How to Write a Haiku: A Beginner's Guide
A haiku is short, but a good one asks for patience. Here is how to begin, and what turns three plain lines into a poem a reader keeps.
Start with something you noticed
Haiku begins in attention. A shift in the light, a sound that stops you, the first cold morning of the year. The poem records a real moment, not an idea about it. Before you count a single syllable, find the thing you actually saw or heard. That is where the poem starts.
Shape it into three lines
In English the traditional shape is three lines of five, seven, and five syllables, with no title and no rhyme. That 5-7-5 form is the frame we honor at Haiku Journal. Keep the language plain and concrete. A haiku has no room for a wasted word, so every noun should earn its place and most adjectives can go.
Name a season
Classical haiku almost always carry a season word, a kigo, that roots the poem in a time of year: blossoms for spring, cicadas for summer, migrating geese for autumn, bare branches for winter. You do not have to announce the season. A single image can do it, and it gives the reader a whole world in one word.

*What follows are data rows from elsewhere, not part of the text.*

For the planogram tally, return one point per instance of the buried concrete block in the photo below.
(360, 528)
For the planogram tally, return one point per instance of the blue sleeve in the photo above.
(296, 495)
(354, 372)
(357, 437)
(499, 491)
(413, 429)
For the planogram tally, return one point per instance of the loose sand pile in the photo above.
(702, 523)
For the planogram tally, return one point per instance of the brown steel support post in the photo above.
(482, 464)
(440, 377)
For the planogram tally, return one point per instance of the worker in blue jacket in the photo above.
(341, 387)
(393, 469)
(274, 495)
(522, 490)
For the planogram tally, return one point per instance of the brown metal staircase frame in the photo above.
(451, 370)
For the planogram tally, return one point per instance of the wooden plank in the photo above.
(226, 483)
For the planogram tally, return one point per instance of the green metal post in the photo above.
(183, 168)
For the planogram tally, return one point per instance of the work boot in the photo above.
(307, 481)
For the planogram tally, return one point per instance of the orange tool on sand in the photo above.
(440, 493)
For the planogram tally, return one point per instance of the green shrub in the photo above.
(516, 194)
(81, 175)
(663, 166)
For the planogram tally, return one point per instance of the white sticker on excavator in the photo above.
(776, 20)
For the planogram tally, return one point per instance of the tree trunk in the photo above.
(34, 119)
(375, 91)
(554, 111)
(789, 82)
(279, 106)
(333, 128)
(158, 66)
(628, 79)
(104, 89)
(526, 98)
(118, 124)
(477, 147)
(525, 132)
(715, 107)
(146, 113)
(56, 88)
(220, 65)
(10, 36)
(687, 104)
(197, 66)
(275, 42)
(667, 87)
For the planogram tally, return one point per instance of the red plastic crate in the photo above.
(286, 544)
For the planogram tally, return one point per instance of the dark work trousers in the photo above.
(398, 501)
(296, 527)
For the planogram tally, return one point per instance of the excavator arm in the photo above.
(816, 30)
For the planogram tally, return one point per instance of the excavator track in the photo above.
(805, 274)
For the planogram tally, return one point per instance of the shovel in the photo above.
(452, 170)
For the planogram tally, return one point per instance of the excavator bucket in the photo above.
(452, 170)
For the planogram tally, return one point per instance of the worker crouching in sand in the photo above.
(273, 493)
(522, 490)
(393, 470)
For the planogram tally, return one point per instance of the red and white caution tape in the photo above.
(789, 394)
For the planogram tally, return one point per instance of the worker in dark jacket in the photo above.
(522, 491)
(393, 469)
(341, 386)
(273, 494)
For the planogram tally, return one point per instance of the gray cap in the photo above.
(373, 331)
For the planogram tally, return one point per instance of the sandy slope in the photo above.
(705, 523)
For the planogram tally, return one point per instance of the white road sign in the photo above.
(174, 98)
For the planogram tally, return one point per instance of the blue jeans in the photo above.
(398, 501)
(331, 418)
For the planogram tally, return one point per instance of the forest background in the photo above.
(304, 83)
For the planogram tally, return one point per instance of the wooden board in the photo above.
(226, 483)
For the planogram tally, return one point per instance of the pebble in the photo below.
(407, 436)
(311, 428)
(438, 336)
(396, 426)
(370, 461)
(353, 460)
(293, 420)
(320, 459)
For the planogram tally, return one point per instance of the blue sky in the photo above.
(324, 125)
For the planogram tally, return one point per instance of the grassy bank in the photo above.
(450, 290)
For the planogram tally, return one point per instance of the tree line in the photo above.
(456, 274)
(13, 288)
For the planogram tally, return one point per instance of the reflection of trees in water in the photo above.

Put two things side by side
Most haiku turn on a quiet pivot between two images: a wide thing and a small thing, a sound and a silence. The Japanese marked this with a cutting word. In English we use a dash, a colon, or just a line break. The reader's mind leaps across the gap, and that leap is where the poem happens.
Cut everything that explains
This is the hardest step and the most important. A haiku shows; it does not tell you how to feel. Delete the line that says the moment was beautiful or sad. Trust the image. If your third line comments on the first two, it is usually the line to lose.
Read it aloud, then wait
Say the poem out loud. Your ear will catch a clumsy count or a word that drags. Then set it aside for a day and read it cold. Haiku reward this patience more than almost any form, because so much depends on a single choice.